Helicopter Carrying Texas Newlyweds Crashed Into Hill

A helicopter that crashed just 90 minutes after a wedding and killed the newlyweds inside missed clearing a 1,450-foot hill, the National Transportation Safety Board said in a preliminary report.

Will Byler and Bailee Ackerman Byler left their wedding on Nov. 3, in Uvalde and crashed just 90 minutes later.

The couple, both students at Sam Houston State University, died. So did the pilot, Vietnam veteran Gerald Green Lawrence.

In the preliminary report, investigators said that Lawrence tried clearing the hill but crashed about 100 feet from the apex. The report does not list a cause for the crash. Clear skies and a temperature of 63 degrees Fahrenheit were recorded at the time.

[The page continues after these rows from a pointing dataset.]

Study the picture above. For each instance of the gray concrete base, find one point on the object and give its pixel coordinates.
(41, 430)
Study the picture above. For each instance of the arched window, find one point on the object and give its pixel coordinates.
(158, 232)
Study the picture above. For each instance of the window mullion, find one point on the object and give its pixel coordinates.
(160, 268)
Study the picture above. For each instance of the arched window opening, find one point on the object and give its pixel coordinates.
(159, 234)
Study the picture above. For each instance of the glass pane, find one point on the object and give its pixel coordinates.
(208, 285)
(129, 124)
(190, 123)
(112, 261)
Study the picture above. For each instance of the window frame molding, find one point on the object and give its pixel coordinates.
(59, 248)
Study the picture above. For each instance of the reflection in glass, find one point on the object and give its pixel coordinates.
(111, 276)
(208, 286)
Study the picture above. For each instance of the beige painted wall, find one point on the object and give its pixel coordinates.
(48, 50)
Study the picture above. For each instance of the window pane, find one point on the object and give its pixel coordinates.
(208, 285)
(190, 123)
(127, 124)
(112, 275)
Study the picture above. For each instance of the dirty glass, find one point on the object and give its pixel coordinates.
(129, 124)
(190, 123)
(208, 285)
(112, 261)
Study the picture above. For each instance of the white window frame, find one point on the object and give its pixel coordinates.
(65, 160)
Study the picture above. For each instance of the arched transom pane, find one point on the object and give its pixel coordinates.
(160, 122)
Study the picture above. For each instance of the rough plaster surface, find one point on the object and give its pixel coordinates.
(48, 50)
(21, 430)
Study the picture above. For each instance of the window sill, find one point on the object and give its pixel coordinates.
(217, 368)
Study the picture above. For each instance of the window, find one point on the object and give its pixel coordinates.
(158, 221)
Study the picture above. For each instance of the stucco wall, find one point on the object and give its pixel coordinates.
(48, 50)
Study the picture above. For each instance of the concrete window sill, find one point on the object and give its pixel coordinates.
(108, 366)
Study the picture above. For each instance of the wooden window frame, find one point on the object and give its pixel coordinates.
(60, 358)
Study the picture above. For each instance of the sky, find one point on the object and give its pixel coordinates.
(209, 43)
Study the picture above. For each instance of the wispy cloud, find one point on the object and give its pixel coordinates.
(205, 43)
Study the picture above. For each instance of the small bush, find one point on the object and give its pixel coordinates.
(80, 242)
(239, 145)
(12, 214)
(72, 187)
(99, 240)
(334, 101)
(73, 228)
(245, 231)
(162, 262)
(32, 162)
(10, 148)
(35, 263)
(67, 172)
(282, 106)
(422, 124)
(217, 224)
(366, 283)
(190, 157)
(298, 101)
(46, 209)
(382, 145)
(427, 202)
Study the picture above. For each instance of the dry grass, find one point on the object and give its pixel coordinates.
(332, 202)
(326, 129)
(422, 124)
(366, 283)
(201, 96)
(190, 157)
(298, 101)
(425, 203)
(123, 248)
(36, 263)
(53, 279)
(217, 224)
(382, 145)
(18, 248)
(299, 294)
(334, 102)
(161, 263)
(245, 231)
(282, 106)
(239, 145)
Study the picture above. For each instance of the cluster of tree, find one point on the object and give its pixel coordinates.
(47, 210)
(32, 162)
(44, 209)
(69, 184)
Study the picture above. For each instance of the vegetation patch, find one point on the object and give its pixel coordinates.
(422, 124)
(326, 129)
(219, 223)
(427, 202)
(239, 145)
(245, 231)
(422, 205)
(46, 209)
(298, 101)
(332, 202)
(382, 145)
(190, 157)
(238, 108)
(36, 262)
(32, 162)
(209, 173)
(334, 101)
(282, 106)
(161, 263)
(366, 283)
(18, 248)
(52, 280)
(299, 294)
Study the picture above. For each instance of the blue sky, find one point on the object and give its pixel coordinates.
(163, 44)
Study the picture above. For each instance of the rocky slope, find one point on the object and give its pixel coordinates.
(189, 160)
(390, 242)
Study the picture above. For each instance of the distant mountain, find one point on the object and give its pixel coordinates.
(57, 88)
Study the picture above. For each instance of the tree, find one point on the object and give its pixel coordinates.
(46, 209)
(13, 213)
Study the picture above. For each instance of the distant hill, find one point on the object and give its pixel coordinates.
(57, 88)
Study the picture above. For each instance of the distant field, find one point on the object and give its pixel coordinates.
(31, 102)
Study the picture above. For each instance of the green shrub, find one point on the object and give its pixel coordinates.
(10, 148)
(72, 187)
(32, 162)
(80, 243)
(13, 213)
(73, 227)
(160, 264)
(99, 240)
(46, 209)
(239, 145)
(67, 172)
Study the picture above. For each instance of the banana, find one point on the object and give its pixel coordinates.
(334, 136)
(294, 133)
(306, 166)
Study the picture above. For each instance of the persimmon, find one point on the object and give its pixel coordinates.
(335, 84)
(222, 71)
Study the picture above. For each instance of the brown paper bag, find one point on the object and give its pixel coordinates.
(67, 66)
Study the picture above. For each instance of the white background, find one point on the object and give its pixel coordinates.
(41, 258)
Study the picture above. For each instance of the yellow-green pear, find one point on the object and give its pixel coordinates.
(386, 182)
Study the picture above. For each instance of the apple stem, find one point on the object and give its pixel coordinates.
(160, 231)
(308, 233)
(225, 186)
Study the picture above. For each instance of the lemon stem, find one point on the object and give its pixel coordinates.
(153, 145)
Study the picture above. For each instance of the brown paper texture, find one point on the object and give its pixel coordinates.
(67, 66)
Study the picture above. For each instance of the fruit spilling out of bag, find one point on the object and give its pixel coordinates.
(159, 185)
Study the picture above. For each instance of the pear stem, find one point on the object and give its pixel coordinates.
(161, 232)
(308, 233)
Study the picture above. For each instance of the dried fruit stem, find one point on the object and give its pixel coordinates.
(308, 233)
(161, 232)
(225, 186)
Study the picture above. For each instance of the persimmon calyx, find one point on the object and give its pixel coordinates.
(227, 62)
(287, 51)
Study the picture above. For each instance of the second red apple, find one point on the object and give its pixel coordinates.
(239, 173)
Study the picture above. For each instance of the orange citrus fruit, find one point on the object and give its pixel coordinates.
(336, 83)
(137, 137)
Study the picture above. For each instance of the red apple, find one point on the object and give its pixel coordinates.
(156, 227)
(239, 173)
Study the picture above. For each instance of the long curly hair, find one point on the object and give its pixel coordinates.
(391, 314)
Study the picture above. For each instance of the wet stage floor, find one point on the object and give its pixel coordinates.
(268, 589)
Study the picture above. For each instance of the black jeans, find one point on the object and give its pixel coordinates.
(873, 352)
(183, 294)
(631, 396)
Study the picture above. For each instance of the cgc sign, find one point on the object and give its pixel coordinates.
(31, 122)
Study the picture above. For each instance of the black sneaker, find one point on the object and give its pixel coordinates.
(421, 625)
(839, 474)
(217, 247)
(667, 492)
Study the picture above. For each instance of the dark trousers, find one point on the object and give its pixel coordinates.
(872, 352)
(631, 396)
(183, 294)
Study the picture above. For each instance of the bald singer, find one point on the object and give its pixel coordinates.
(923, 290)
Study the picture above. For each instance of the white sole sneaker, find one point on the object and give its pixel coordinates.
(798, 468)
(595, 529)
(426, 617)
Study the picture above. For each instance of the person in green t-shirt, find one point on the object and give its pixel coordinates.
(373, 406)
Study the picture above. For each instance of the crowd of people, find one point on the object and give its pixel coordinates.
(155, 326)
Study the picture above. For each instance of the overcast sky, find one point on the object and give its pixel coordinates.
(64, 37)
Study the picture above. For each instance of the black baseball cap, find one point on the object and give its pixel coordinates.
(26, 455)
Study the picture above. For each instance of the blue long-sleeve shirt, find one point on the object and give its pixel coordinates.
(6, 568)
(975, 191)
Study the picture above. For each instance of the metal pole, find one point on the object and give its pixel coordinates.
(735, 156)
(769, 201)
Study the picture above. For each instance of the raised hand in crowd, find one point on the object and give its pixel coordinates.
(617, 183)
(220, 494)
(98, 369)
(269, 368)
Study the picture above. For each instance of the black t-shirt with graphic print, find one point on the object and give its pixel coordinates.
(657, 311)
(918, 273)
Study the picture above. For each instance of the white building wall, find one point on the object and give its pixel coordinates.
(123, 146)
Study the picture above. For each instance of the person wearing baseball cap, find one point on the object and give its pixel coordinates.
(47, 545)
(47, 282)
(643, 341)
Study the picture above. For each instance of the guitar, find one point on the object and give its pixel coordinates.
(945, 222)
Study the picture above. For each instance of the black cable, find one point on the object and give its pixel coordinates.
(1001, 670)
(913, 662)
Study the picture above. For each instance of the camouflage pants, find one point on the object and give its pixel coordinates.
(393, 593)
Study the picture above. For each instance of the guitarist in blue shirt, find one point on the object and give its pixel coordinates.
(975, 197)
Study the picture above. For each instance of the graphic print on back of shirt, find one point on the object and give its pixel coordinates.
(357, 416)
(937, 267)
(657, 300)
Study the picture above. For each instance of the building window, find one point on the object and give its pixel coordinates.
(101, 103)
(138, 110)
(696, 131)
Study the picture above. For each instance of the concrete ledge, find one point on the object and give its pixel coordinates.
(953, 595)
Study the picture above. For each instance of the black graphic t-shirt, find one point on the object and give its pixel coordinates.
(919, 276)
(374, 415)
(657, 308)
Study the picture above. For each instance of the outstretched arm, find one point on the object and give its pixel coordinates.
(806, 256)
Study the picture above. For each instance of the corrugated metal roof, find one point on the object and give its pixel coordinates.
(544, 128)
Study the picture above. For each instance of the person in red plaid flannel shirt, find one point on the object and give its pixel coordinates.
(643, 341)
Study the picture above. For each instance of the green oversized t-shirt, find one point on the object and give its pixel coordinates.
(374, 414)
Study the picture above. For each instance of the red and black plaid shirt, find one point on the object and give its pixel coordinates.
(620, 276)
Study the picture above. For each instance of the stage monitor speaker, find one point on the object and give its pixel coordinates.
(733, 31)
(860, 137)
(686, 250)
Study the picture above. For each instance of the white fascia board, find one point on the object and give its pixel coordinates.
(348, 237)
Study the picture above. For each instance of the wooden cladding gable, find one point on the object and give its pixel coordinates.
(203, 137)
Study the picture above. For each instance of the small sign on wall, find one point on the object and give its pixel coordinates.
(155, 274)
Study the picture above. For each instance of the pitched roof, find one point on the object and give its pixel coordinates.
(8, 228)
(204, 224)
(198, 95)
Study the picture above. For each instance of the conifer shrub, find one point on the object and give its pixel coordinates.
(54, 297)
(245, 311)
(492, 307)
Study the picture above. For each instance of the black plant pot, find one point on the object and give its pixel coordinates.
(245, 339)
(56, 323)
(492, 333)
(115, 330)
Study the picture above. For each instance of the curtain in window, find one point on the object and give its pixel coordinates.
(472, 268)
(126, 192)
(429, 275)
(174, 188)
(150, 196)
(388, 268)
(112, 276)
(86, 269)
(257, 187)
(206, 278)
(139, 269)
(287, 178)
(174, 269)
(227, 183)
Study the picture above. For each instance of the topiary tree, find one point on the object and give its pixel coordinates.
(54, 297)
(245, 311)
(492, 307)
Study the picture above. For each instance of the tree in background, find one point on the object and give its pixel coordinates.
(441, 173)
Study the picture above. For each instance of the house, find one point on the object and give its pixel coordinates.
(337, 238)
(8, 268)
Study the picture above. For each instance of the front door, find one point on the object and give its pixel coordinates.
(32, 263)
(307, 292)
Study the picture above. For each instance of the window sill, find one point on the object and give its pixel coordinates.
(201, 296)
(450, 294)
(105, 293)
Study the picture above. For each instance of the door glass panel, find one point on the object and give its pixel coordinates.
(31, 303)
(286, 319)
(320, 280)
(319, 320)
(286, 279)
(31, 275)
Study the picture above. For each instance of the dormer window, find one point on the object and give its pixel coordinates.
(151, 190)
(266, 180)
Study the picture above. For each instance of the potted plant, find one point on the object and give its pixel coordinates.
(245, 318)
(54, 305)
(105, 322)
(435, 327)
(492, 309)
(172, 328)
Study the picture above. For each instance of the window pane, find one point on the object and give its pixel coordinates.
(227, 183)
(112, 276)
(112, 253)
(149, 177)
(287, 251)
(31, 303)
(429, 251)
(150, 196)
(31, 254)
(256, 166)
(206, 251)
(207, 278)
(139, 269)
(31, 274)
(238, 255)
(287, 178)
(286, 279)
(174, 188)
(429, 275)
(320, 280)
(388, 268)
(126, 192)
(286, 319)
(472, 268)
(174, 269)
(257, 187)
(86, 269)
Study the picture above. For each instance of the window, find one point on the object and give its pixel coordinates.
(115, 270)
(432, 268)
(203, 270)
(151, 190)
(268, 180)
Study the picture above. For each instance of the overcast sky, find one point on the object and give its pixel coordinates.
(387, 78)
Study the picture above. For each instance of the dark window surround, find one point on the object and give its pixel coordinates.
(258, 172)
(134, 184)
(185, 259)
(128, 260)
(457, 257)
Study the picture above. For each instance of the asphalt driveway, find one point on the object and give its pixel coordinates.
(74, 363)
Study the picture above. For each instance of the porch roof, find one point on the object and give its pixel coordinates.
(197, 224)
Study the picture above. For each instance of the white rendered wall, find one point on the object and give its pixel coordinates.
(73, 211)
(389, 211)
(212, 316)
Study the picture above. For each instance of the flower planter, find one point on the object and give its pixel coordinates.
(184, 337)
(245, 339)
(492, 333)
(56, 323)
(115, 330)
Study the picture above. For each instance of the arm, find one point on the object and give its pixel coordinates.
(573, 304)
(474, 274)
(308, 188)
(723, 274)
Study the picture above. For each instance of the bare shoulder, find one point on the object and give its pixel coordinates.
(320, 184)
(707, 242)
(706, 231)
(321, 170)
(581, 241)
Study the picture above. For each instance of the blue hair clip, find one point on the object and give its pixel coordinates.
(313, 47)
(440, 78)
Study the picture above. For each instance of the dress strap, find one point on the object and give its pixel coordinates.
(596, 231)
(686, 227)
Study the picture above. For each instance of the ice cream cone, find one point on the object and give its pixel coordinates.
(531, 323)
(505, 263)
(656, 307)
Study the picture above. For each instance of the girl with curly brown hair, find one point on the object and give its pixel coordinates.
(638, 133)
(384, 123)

The hill that the Bell 206B helicopter slammed into is located about five miles east of the Byler family ranch where the couple took off from, and about 71 miles west of San Antonio International Airport, where they were headed.

The crash prompted a search-and-rescue mission, but rescuers couldn’t locate the chopper until daybreak, hours after it crashed.

Investigators with the board previously said that Lawrence, 74, was “very experienced and highly qualified,” reported KENS 5. Hatch had logged about 24,000 hours flying.

‘Terrible Shape’

“The helicopter was in a terrible state, multiple pieces,” Texas Parks and Wildlife Department Rachel Kellner, a game warden who first responded to the scene, said, reported the San Antonio Express-News.

“We’re parents, too,” added game warden Dennis Gazaway. “And the circumstances were just overwhelming. This was the happiest day of their lives and they were in love.”

Family members were flown tot he site of the crash and spent about 30 minutes there. “They were mourning, certainly,” Gazaway said. “We tried to comfort them. I cannot fathom where the family would be emotionally at a time like that. I have two kids myself.”

According to the report, wreckage from the chopper was splayed along a path around 100 yards long leading up to the main portion. First responders attached ropes to the wreckage to keep it from rolling down the steep hillside.

The hillside prevented a detailed examination of the wreckage on site, investigators said. It was transported to a salvage facility for a detailed examination at a later date.